By reading the sections of this chapter, you will learn

23–1 How astronomers first observed other galaxies
23–2 How astronomers determined the distances to other galaxies
23–3 The basic types of galaxies
23–4 What techniques astronomers use to determine distances to remote galaxies
23–5 How the velocities of remote galaxies tell us that the universe is expanding
23–6 How galaxies are grouped into clusters and larger structures
23–7 What happens when galaxies collide
23–8 What observations indicate the presence of dark matter in other galaxies and clusters
23–9 How galaxies formed and evolved

A century ago, most astronomers thought that the entire universe was only a few thousand light-years across and that nothing lay beyond our Milky Way Galaxy. One of the most important discoveries of the twentieth century was that this conception was utterly wrong. We now understand that the Milky Way is just one of billions of galaxies strewn across billions of light-years. The accompanying image shows two of them, denoted by rather mundane catalog numbers (NGC 1531 and NGC 1532) that give no hint to these galaxies’ magnificence.

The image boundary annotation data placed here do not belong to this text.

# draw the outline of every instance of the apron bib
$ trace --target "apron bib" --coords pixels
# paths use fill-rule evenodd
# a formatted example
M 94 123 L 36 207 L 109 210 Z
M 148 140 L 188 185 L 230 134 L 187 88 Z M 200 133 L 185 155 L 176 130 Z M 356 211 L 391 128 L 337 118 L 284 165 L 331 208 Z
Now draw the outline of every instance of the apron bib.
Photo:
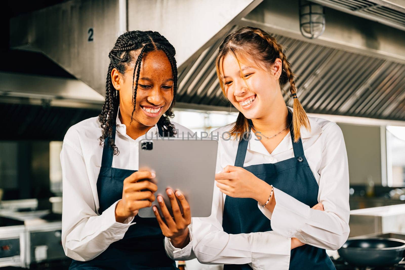
M 292 115 L 289 111 L 288 118 L 291 123 Z M 249 121 L 251 128 L 252 121 Z M 273 185 L 275 187 L 312 207 L 318 203 L 319 186 L 304 155 L 301 139 L 294 142 L 292 125 L 290 125 L 290 133 L 294 157 L 275 163 L 244 167 L 249 141 L 242 139 L 238 147 L 235 166 L 243 168 L 268 184 Z M 256 200 L 251 198 L 234 198 L 226 196 L 222 220 L 224 230 L 235 234 L 272 230 L 270 220 L 258 209 L 257 203 Z M 271 268 L 271 265 L 268 266 L 268 269 Z M 248 264 L 226 265 L 224 269 L 245 270 L 252 268 Z M 324 249 L 305 244 L 291 251 L 290 269 L 291 270 L 335 269 Z
M 162 128 L 158 125 L 159 135 Z M 115 138 L 116 125 L 112 137 Z M 101 167 L 97 179 L 97 193 L 101 215 L 122 197 L 124 181 L 136 170 L 112 167 L 113 151 L 104 140 Z M 156 218 L 136 215 L 124 238 L 112 243 L 102 253 L 87 261 L 72 260 L 70 269 L 177 269 L 174 261 L 164 250 L 164 236 Z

Some galaxies are spirals like NGC 1532 or the Milky Way, with arching spiral arms that are active sites of star formation. (The bright pink bands in NGC 1532 are H II regions, clouds of excited hydrogen that are set aglow by ultraviolet radiation from freshly formed massive stars.) Others, like NGC 1531, are featureless, ellipse-shaped agglomerations of stars, virtually devoid of interstellar gas and dust. Some galaxies are only one one-hundredth the size and one ten-thousandth the mass of the Milky Way. Others are giants, with 5 times the size and 50 times the mass of the Milky Way. Only about 10% of a typical galaxy’s mass emits radiation of any kind; the remainder is made up of the mysterious dark matter.

Just as most stars are found within galaxies, most galaxies are located in groups and clusters. These clusters of galaxies stretch across the universe, forming huge, lacy patterns. Remarkably, remote clusters of galaxies are receding from us; the greater their distance, the more rapidly they are moving away. This relationship between distance and recessional velocity, called the Hubble law, reveals that our immense universe is expanding. In Chapters 25 and 26 we will learn what this implies about the distant past and remote future of the universe.